Суд присяжных
Шрифт:
— Не знаю, что со мной теперь станется. Вот все, что у меня осталось…
Она лихорадочно рылась в своем ридикюле, а тем временем смущенный следователь подал знак конвоиру.
— Благодарю вас, мадам, и прошу извинить, что вынужден был побеспокоить вас. Пока вы нам больше не нужны.
Человек воспитанный, он поднялся и поклонился старухе, которая суетливо подбирала юбки.
— Прошу вас подписать протокол очной ставки.
Она наклонилась над бумагой, которую протянул ей секретарь. Когда г-жа Берт выпрямилась, Луи приподнялся со стула и окликнул ее:
— Ма…
Несколько
— Клянусь, я не делал этого, не убивал я ее!
Матери он больше не увидел. Конвоир увел ее, и в коридоре на нее налетели репортеры и фотографы.
Следователь невозмутимо обратился к письмоводителю:
— Прочтите протокол и дайте подписать обвиняемому. Может быть, он еще примет наилучшее для себя решение и сознается.
Что касается самого де Моннервиля, то он уже закончил свой день, трудный день, и отправился мыть руки к умывальнику, установленному в одном из шкафов.
Малыш Луи переменился, и никогда в дальнейшем его взгляд не утрачивал того скрытного неискреннего выражения, которое он приобрел в общении со следователем.
На другой день араб, которого ему навязали в сокамерники, принялся по привычке валять дурака, и тогда Луи хладнокровно решил набить ему морду. Единственным способом избавиться от несносного соседа было отправить его в больницу.
Как всегда, по утрам Луи лежал на полу. Араб, у которого не хватало трех передних зубов, смеялся гаденьким смехом, и тут Луи спокойно поднялся, схватил его за горло и стал дубасить по лицу кулаком. Вид крови, брызнувшей из рассеченной губы, не остановил его, и он даже не думал о том, что делает: думал он о другом — о следователе и о том, что не в состоянии был выразить и объяснить. На крики сбежались надзиратели. Растащив дерущихся, они вчетвером принялись избивать Малыша Луи, предварительно надев на него смирительную рубашку. А ему ничего не оставалось, как молча терпеть. К тумакам он привык, зато добился, чего хотел, — араба увели из камеры.
Луи стремился к одиночеству. Мрачный и озлобленный, он, как раненое животное, затаил свою ненависть.
Из головы у него не выходило чудовищное досье на столе у следователя, заполненное бесчисленными листами со свидетельскими показаниями мужчин и женщин, показаниями, которые исподволь собирали, роясь, как в дерьме, в его прошлом, и всякий раз находили какую-нибудь отягчающую подробность. Но некоторых подробностей все еще не хватало, и Луи думал о них, ухмыляясь. С ним еще не говорили ни о Нюте, ни о консьержке, ни об уйме людей, с которыми он сталкивался в Ницце, и в особенности о Луизе Мадзони.

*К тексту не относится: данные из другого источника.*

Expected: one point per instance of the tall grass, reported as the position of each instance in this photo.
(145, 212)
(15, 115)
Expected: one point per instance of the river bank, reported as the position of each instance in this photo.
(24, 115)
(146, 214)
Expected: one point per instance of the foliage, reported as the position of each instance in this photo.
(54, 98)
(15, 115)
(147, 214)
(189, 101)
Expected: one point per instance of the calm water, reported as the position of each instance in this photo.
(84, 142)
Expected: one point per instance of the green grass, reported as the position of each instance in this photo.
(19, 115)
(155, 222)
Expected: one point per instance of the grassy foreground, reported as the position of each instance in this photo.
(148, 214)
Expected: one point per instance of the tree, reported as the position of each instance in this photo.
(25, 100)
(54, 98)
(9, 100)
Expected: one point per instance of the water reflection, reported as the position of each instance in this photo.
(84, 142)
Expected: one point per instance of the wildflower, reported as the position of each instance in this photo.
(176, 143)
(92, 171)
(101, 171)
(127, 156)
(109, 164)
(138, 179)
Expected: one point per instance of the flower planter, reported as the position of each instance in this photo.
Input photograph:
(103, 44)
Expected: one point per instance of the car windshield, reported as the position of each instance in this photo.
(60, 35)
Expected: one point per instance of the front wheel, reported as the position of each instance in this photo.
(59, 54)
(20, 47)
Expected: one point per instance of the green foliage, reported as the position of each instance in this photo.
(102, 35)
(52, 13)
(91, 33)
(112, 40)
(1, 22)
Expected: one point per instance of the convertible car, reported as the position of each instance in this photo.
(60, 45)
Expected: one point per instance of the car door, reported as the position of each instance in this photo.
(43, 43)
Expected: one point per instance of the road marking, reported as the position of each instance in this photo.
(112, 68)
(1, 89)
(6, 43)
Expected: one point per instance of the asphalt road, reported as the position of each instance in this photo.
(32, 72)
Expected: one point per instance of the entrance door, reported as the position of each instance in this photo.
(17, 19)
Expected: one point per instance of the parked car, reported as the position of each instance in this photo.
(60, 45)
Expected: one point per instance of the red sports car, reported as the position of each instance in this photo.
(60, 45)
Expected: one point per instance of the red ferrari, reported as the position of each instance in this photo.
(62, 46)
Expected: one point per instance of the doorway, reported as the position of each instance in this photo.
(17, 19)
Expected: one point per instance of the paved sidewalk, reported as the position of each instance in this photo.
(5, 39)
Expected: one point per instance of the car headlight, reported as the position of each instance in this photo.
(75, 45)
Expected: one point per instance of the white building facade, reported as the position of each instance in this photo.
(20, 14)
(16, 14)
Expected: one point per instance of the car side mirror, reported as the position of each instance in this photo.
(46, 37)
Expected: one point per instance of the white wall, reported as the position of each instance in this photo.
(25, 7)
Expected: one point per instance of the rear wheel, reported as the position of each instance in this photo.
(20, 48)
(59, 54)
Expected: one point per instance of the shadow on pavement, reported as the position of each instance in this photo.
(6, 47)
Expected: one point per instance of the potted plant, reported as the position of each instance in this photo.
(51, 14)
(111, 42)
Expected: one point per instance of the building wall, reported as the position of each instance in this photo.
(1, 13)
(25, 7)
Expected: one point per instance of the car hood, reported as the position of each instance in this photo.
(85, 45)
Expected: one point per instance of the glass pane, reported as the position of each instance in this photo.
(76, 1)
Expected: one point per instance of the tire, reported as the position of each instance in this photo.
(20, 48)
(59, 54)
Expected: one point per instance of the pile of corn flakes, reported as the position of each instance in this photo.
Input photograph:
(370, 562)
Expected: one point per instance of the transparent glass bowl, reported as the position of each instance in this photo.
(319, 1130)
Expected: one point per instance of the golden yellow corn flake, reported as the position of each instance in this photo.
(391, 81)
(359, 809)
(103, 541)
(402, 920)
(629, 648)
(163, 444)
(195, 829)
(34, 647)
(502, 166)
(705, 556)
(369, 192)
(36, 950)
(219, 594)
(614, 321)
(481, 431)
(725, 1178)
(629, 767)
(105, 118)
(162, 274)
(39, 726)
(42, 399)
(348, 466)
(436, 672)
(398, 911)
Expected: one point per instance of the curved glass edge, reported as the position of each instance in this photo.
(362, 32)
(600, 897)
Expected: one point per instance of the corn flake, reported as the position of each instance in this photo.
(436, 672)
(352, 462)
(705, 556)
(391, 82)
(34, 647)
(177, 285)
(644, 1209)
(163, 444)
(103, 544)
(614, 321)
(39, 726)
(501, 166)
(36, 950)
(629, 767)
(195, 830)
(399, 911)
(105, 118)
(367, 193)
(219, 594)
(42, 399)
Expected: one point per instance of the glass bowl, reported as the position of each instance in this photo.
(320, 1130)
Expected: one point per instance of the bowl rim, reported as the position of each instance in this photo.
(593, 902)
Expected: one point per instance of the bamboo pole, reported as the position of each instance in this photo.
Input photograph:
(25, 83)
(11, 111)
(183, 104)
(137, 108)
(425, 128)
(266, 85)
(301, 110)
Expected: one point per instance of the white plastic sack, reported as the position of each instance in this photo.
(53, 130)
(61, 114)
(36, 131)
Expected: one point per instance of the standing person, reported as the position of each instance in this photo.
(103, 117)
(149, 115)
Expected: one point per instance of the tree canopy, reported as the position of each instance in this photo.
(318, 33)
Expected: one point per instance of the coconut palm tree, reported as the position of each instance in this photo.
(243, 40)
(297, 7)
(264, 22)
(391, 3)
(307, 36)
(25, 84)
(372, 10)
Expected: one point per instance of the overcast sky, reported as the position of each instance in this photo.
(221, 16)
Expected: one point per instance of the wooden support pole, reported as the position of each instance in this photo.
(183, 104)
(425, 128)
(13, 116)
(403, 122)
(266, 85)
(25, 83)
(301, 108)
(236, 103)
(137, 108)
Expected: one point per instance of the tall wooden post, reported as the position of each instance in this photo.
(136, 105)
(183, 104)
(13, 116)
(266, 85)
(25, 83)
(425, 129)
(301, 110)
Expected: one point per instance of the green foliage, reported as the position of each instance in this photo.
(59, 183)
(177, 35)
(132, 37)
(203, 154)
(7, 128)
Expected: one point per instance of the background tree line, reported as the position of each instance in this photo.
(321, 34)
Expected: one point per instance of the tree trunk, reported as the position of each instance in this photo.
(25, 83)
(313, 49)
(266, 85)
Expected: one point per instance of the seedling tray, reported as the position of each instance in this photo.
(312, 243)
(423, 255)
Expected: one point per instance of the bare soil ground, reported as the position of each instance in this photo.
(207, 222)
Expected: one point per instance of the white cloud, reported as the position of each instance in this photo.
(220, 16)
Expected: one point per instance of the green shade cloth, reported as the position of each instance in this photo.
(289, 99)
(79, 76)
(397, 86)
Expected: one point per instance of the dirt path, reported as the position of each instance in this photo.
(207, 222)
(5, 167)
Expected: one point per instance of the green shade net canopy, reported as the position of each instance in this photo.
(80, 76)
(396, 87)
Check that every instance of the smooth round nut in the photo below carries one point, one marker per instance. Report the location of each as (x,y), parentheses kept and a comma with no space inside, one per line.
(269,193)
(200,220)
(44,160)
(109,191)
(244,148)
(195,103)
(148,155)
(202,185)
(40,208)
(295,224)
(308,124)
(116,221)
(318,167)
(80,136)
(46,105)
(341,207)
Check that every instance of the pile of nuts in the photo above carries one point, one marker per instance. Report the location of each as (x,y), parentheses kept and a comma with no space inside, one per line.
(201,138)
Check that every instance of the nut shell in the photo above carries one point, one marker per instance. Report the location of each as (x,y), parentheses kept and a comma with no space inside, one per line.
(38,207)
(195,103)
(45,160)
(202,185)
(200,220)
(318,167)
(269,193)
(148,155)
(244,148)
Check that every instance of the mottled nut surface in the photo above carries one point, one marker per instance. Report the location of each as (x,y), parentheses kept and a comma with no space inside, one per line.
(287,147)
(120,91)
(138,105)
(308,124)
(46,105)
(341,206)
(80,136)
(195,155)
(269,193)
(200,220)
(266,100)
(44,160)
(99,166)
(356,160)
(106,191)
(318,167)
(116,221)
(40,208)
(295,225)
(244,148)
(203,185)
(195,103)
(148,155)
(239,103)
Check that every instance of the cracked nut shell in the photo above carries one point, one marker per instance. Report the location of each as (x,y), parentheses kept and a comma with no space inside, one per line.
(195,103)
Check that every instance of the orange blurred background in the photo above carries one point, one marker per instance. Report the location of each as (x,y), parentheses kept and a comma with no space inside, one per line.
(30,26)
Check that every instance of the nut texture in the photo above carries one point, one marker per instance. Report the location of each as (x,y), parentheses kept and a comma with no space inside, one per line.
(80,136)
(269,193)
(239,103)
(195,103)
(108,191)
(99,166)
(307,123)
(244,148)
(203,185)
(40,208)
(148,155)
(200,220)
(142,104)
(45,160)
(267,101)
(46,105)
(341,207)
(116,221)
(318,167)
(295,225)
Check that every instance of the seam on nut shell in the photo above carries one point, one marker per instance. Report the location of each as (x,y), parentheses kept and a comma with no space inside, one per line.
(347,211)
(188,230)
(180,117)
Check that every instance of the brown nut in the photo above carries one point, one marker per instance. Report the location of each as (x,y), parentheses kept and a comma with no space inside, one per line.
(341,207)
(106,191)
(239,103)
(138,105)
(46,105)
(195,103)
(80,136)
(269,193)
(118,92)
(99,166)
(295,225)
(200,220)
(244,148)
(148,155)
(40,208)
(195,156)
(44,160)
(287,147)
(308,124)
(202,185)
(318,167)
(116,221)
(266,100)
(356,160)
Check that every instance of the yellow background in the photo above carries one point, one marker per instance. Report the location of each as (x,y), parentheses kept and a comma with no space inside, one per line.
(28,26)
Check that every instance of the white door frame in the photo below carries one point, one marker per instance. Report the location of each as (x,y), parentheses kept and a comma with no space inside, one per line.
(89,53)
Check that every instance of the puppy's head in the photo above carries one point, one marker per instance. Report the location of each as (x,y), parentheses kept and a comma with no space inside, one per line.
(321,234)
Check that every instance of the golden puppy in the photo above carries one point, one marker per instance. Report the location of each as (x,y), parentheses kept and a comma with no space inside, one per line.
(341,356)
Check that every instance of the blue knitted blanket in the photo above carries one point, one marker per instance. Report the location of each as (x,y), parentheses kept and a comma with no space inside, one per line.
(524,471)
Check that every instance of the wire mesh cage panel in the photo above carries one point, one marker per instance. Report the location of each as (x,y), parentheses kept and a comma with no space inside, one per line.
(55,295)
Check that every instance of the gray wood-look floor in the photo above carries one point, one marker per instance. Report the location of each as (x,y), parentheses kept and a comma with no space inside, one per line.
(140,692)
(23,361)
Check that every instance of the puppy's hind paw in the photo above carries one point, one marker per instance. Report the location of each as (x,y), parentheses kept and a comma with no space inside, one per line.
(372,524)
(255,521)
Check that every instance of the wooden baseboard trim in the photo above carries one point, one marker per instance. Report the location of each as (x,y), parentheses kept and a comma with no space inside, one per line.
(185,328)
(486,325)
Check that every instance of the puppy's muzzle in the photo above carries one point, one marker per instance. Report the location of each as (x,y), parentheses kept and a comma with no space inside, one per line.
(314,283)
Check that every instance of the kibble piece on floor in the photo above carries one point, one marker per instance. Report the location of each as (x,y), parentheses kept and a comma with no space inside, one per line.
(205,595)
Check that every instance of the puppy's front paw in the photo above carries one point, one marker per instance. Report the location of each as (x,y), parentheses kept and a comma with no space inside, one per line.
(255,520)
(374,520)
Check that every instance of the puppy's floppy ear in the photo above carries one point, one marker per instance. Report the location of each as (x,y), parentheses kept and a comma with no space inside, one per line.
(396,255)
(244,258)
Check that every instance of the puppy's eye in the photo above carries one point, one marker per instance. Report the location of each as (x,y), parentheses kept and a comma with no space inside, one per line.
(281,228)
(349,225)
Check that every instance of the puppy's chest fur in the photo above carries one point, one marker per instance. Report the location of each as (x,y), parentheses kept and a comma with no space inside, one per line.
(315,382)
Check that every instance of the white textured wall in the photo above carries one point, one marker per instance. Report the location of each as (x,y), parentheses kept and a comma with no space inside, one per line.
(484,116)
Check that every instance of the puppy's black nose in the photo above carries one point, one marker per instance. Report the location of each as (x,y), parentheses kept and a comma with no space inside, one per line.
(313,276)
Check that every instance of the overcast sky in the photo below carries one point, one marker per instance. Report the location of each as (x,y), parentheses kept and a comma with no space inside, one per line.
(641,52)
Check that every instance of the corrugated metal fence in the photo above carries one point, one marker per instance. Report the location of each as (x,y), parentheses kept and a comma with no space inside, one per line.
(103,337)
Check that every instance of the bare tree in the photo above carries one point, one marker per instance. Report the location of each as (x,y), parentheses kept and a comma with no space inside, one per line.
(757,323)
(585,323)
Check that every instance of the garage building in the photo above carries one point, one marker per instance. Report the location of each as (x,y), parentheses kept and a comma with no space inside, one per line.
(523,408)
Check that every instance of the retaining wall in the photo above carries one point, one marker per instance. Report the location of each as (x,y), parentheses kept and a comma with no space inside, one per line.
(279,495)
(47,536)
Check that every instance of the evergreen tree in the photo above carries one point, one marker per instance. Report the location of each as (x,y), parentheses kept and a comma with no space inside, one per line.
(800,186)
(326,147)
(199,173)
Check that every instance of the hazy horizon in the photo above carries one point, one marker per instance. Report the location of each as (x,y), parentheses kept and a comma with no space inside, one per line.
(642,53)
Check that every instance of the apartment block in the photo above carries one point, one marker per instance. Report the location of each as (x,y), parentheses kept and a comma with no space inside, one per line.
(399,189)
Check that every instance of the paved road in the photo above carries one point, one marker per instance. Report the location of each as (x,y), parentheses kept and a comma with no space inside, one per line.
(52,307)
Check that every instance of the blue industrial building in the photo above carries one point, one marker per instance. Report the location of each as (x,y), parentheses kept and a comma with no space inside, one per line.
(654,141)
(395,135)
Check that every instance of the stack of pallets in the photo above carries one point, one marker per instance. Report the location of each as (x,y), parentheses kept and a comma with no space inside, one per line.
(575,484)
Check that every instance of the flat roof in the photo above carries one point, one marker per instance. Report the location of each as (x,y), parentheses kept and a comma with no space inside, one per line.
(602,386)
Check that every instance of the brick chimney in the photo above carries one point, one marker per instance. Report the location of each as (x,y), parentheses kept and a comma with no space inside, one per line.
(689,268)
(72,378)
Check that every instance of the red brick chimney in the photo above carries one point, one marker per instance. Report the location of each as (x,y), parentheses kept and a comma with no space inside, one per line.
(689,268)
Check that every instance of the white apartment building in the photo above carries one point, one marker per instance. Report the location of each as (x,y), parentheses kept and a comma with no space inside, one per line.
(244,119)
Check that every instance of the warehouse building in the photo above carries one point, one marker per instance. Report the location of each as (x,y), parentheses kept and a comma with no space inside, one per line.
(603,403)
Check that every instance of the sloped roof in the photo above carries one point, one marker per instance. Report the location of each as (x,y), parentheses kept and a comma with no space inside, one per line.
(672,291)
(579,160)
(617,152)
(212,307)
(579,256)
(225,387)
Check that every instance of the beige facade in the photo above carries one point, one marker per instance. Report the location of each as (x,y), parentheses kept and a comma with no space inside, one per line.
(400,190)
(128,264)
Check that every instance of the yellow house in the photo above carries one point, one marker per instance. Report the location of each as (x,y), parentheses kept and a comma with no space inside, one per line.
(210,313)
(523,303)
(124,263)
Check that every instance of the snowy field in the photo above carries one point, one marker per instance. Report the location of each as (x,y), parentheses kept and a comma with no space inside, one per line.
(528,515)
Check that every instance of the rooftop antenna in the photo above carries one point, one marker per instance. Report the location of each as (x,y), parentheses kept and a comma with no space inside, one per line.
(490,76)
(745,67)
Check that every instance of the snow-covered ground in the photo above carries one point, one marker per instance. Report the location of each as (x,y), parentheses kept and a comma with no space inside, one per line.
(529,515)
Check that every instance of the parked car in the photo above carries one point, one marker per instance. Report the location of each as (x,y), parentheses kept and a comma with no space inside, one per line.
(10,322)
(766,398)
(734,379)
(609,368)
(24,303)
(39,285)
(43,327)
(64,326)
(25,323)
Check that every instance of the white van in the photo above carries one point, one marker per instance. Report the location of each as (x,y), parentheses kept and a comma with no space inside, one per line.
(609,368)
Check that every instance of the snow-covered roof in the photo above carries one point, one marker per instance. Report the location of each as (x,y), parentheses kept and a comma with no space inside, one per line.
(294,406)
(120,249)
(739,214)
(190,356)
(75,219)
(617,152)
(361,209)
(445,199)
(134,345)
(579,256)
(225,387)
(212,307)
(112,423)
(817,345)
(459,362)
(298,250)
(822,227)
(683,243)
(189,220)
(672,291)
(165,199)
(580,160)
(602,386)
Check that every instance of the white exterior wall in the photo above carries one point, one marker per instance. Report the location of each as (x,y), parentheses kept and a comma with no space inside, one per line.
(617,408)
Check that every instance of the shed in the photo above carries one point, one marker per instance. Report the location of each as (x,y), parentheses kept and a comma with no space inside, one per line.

Правда, следователь еще не касался самой драмы. Он добросовестно выполнял свою кропотливую работу.
Это было нетрудно предположить. День тянулся за днем, а Луи не вызывали на допрос. Но и в камере одного не оставили, как он надеялся, а подселили к нему югослава, ни слова не знавшего по-французски, колосса или, скорее, чудовище, мускулистого и волосатого, как обезьяна, с ладанкой, висящей на груди, прямо на порнографической татуировке.
Малыш Луи сообразил: этот находится здесь, чтобы усмирить его, если он снова вздумает психовать. И двое мужчин сидели по своим углам, ничего друг о друге не зная и живя в одной камере так отчужденно, словно она была разгорожена каменной стеной.
Заметно изменилось и отношение к Луи надзирателей, которые становились все грубее по мере того, как газеты — о чем он, конечно, не подозревал — настраивали против него общественное мнение.
К нему относились неприязненно. До сих пор, кроме фальшивых подписей и мошенничества, ничего не удалось обнаружить — ни тела Констанс Ропике, ни других улик, которые прямо навели бы на след преступника.
«Можно сказать, что мы имеем дело с преступлением, совершенным мастерски», — писал один журналист. Таким образом, Луи представлялся публике человеком незаурядного ума и редкостного хладнокровия.
Парпен умер. До сих пор имя его нигде не фигурировало, но одна из газет в весьма туманных выражениях намекнула на старого приятеля Констанс, и этого оказалось достаточно, чтобы сложилась версия, будто бедняга но ошибке принял большую дозу веронала.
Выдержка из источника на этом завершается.